Michel : “Un ami m'a parlé de moines bénédictins, imprimeurs dans l'Aube... Le prieur et sa communauté ont accueilli notre projet, nous ont même prêté une maison et une ancienne grange qui deviendra l'imprimerie.” Le premier livre sort de presse, il est consacré à Marie.

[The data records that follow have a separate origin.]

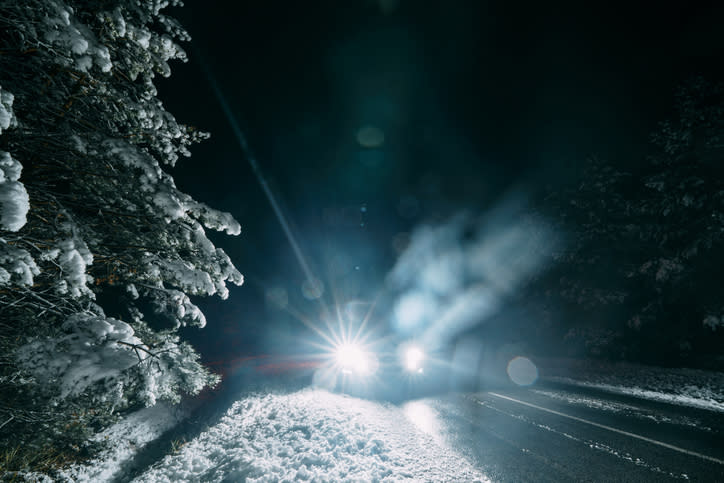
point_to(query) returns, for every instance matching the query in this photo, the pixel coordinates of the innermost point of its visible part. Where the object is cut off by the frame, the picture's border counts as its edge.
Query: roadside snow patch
(687, 387)
(313, 435)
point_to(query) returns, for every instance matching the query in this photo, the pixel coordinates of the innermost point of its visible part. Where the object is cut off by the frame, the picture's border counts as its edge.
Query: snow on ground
(126, 438)
(688, 387)
(315, 435)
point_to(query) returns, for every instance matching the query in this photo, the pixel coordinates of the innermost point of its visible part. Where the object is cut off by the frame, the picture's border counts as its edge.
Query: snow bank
(314, 435)
(126, 438)
(687, 387)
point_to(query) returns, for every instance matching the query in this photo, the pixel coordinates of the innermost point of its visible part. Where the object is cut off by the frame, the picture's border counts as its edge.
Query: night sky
(474, 99)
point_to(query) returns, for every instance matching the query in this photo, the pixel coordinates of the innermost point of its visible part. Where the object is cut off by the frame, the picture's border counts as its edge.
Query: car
(391, 370)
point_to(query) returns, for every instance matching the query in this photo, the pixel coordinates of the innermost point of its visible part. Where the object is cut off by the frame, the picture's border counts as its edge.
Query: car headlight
(351, 359)
(413, 358)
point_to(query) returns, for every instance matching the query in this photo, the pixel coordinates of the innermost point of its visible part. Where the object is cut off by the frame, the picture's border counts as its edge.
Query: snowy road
(545, 433)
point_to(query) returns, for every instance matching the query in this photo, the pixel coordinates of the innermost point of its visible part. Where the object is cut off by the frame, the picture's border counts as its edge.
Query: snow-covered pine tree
(88, 210)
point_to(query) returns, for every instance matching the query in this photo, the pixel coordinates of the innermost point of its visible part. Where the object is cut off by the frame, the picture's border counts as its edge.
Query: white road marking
(609, 428)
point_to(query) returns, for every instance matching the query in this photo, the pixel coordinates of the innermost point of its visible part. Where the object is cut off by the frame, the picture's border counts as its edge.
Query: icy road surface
(545, 433)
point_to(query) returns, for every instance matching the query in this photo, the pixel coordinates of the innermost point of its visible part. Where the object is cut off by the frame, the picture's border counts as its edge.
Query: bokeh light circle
(522, 371)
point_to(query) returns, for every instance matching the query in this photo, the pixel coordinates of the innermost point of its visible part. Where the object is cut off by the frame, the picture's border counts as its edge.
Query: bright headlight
(412, 359)
(352, 359)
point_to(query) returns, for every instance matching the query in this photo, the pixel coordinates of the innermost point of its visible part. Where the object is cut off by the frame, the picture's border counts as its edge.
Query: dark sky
(474, 99)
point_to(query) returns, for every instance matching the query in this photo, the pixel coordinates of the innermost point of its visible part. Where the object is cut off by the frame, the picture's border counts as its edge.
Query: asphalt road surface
(547, 432)
(559, 433)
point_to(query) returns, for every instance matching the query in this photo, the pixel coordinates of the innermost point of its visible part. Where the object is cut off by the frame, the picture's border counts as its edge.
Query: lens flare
(353, 360)
(413, 359)
(522, 371)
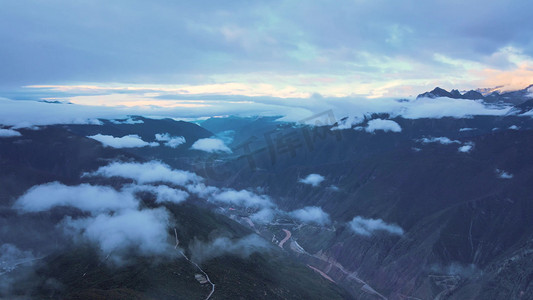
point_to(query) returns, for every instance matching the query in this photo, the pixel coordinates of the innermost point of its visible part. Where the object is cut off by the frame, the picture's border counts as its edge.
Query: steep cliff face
(463, 212)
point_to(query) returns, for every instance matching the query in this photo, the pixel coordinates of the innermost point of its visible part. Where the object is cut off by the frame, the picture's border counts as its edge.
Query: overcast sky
(289, 49)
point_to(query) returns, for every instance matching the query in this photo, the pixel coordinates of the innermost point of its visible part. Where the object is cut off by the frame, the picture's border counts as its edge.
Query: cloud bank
(170, 141)
(368, 227)
(242, 198)
(244, 247)
(211, 145)
(86, 197)
(9, 133)
(311, 214)
(128, 141)
(383, 125)
(313, 179)
(142, 231)
(149, 172)
(441, 140)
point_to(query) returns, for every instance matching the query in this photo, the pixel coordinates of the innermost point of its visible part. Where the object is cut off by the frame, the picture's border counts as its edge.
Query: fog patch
(221, 246)
(456, 269)
(242, 198)
(128, 121)
(368, 227)
(263, 216)
(128, 141)
(142, 231)
(440, 140)
(163, 193)
(149, 172)
(383, 125)
(503, 174)
(170, 141)
(5, 133)
(311, 214)
(211, 145)
(466, 148)
(313, 179)
(86, 197)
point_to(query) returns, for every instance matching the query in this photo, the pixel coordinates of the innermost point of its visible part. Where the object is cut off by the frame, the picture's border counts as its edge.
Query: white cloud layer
(312, 179)
(202, 251)
(9, 133)
(383, 125)
(211, 145)
(503, 174)
(170, 141)
(149, 172)
(128, 141)
(368, 227)
(242, 198)
(311, 214)
(441, 140)
(86, 197)
(143, 231)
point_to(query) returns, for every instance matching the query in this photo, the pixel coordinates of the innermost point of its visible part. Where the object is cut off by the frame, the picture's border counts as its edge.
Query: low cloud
(211, 145)
(128, 141)
(440, 140)
(347, 123)
(86, 197)
(142, 231)
(128, 121)
(264, 216)
(312, 179)
(368, 227)
(503, 174)
(244, 247)
(242, 198)
(163, 193)
(467, 147)
(311, 214)
(170, 141)
(383, 125)
(149, 172)
(8, 133)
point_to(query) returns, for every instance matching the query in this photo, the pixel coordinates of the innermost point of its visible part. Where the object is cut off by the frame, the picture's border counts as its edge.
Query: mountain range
(382, 207)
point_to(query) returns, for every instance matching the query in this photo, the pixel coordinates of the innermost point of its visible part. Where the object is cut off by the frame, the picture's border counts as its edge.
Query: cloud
(503, 174)
(243, 247)
(368, 227)
(467, 147)
(8, 133)
(311, 214)
(170, 141)
(163, 193)
(313, 179)
(89, 198)
(242, 198)
(142, 231)
(440, 140)
(384, 125)
(210, 145)
(128, 121)
(17, 269)
(347, 123)
(128, 141)
(149, 172)
(263, 216)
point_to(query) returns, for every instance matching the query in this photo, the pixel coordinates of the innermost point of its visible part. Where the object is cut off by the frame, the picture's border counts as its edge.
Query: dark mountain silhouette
(513, 97)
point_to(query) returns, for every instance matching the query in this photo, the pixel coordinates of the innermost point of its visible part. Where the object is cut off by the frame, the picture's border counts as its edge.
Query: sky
(134, 53)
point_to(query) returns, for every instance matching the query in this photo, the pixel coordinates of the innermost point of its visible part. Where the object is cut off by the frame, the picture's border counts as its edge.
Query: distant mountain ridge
(513, 97)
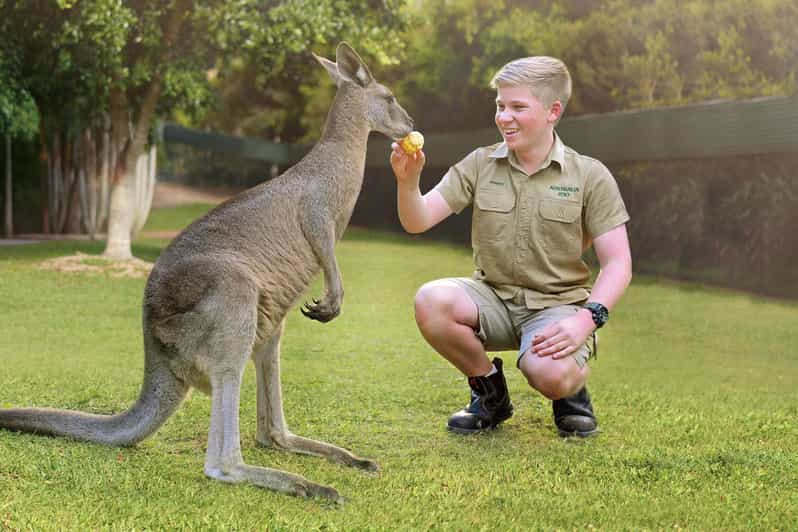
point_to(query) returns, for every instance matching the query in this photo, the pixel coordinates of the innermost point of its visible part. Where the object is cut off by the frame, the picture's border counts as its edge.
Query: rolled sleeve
(457, 185)
(604, 206)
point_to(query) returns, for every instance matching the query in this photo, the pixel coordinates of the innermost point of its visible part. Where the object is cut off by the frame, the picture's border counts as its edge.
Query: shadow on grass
(148, 250)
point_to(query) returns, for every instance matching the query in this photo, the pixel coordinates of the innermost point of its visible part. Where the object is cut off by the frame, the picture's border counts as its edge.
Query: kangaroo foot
(274, 479)
(324, 310)
(300, 445)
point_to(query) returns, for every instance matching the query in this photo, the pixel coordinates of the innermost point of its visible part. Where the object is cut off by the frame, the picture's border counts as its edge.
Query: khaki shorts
(506, 325)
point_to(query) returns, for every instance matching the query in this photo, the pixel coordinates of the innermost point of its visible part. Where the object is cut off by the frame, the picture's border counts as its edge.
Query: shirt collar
(557, 154)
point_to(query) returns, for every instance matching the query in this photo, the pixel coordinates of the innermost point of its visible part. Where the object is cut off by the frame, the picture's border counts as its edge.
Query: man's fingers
(552, 346)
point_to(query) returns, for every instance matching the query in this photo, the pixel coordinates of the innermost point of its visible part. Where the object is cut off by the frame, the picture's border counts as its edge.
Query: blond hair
(546, 77)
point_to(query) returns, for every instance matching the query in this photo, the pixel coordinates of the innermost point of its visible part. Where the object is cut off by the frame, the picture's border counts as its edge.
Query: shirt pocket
(494, 210)
(561, 226)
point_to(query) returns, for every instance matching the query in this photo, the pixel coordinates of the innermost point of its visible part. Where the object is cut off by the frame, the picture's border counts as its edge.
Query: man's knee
(433, 300)
(554, 379)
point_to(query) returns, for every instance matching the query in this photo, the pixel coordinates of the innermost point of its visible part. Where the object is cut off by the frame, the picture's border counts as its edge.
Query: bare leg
(272, 430)
(555, 379)
(447, 318)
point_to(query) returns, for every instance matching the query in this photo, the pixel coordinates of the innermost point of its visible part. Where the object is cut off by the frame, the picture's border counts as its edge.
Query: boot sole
(577, 433)
(461, 430)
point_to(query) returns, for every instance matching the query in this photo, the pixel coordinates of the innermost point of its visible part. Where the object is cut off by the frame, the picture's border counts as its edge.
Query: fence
(712, 188)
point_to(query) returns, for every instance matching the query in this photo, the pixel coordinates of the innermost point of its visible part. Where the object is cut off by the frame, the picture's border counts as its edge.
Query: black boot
(574, 415)
(490, 404)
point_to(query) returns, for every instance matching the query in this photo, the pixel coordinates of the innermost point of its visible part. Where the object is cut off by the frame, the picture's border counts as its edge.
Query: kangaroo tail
(161, 394)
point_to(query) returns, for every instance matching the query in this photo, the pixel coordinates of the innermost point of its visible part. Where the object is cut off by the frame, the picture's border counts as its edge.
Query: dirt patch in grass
(95, 264)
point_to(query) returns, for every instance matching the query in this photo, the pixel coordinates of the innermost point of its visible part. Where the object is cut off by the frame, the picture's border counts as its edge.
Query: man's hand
(407, 168)
(562, 338)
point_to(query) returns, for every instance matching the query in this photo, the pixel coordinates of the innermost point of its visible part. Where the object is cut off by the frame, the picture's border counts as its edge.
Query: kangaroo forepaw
(322, 311)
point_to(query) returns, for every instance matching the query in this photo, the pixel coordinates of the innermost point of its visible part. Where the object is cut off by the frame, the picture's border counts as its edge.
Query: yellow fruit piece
(413, 142)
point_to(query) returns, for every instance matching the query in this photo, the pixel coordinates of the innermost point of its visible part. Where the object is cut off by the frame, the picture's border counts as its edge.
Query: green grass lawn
(696, 390)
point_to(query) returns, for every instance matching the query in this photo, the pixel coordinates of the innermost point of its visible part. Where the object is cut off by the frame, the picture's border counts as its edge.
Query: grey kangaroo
(219, 293)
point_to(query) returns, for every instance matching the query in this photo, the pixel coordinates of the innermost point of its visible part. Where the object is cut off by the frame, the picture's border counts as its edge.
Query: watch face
(599, 312)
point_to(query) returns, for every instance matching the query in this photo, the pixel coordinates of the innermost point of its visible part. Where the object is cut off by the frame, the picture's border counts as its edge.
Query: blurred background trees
(84, 71)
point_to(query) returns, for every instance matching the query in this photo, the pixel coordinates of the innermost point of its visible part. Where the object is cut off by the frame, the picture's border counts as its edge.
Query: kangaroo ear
(351, 67)
(330, 67)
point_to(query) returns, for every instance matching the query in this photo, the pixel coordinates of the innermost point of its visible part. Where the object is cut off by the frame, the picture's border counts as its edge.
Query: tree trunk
(122, 218)
(44, 180)
(9, 216)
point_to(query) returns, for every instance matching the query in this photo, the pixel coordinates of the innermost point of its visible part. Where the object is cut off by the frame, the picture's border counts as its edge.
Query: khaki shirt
(528, 232)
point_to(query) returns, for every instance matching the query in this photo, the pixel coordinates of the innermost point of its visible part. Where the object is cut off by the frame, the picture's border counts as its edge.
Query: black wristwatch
(599, 312)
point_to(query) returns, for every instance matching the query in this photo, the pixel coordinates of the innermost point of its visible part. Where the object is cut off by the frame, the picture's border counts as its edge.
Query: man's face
(524, 122)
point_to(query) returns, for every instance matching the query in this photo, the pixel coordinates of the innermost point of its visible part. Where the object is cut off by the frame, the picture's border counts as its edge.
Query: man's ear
(555, 111)
(351, 67)
(330, 67)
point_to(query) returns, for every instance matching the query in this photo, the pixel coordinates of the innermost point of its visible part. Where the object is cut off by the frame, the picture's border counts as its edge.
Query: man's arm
(417, 213)
(615, 259)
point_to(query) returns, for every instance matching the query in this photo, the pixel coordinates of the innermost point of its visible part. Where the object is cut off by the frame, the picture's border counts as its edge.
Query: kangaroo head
(383, 112)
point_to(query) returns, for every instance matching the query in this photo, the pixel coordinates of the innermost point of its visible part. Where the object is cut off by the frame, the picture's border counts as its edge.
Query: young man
(537, 206)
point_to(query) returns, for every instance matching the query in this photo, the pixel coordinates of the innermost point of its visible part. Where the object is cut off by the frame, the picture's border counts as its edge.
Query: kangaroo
(219, 293)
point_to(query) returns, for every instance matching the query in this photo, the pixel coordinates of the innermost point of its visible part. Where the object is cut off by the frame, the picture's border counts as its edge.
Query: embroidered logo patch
(564, 191)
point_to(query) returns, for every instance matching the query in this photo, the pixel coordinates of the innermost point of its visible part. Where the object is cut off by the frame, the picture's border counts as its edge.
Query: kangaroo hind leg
(272, 430)
(229, 348)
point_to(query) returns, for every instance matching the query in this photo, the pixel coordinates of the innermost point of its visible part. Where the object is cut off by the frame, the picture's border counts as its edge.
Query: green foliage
(270, 86)
(19, 116)
(623, 54)
(697, 408)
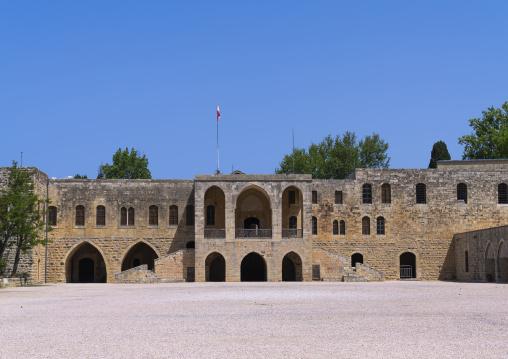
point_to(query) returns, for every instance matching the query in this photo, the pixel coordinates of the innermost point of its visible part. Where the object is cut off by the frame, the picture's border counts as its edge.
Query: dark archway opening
(85, 265)
(407, 262)
(251, 223)
(86, 270)
(139, 254)
(215, 268)
(356, 258)
(253, 268)
(291, 267)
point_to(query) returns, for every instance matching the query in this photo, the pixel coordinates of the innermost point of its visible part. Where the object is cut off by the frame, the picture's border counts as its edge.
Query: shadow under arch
(292, 268)
(140, 252)
(253, 268)
(215, 267)
(85, 263)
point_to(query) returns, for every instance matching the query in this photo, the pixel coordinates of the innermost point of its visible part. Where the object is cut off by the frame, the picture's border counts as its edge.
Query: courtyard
(393, 319)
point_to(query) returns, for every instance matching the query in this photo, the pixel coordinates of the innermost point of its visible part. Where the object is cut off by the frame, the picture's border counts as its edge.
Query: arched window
(293, 222)
(342, 228)
(100, 216)
(462, 192)
(314, 225)
(380, 225)
(173, 215)
(421, 193)
(80, 215)
(366, 226)
(367, 193)
(386, 193)
(189, 218)
(123, 216)
(52, 216)
(210, 215)
(502, 193)
(153, 215)
(335, 228)
(130, 216)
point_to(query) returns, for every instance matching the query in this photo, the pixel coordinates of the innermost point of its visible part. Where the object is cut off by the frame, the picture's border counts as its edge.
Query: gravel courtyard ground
(256, 320)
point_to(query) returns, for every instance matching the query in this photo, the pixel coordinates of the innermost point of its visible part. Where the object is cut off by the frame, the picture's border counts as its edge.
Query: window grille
(380, 225)
(462, 192)
(335, 228)
(367, 193)
(153, 215)
(190, 215)
(130, 216)
(386, 193)
(314, 225)
(366, 226)
(421, 193)
(52, 216)
(80, 215)
(173, 215)
(338, 197)
(502, 193)
(100, 216)
(210, 215)
(314, 197)
(123, 216)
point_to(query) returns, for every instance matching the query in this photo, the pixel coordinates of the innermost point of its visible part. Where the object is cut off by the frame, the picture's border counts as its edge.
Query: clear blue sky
(79, 79)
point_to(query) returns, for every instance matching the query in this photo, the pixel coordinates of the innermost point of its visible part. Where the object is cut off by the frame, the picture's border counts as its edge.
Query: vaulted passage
(407, 265)
(215, 268)
(291, 267)
(139, 254)
(85, 265)
(253, 268)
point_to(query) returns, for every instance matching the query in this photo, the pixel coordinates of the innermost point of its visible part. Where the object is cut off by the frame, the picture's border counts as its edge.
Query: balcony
(292, 233)
(253, 233)
(215, 233)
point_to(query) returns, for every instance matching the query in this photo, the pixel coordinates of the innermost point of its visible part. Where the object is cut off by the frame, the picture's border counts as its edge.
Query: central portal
(253, 268)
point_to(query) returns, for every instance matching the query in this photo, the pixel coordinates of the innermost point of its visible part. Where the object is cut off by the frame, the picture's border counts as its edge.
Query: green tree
(21, 222)
(127, 165)
(439, 152)
(489, 138)
(337, 157)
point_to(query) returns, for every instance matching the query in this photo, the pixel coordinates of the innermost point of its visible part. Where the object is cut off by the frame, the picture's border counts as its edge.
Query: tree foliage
(127, 165)
(439, 152)
(337, 157)
(21, 219)
(489, 138)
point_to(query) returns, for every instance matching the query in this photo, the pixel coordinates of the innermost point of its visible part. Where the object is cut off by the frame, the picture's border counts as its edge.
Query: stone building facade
(376, 224)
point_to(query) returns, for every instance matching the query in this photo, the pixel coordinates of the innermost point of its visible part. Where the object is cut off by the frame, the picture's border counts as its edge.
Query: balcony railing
(215, 233)
(292, 233)
(253, 233)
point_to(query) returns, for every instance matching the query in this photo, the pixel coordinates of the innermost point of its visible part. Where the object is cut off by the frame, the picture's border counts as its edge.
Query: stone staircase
(139, 274)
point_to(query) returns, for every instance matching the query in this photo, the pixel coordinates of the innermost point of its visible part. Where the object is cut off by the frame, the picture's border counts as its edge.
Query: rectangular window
(314, 197)
(338, 197)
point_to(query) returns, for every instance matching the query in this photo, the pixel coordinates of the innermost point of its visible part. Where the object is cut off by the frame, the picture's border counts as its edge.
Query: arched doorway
(85, 265)
(502, 263)
(253, 214)
(215, 268)
(292, 267)
(253, 268)
(407, 263)
(490, 265)
(356, 258)
(140, 253)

Véronique : “à cette époque là, en accord avec nos enfants, nous avions le souhait d'ouvrir notre famille à un enfant défavorisé. C'est ainsi que nous avons accueilli Matthieu : un bébé trisomique de trois mois”. Quelques mois plus tard (il y a dix ans), Michel, en faisant son jogging, est projeté par une voiture, il échappe miraculeusement à la mort. Suivent de longs séjours à l'hôpital et l'apparition d'intenses douleurs qui perdurent aujourd'hui. Son bras droit est paralysé : “On a failli tout arrêter”, déclare Michel. Et pourtant, grâce à l'aide des moines et de l'entourage, la famille tient bon et les éditions se développent. Aujourd'hui, plus de soixante-dix livres ont vu le jour, même si ce n'est pas comme cela que comptent Michel et Véronique. Car les éditions du Livre Ouvert, c'est avant tout l'oeuvre du Seigneur.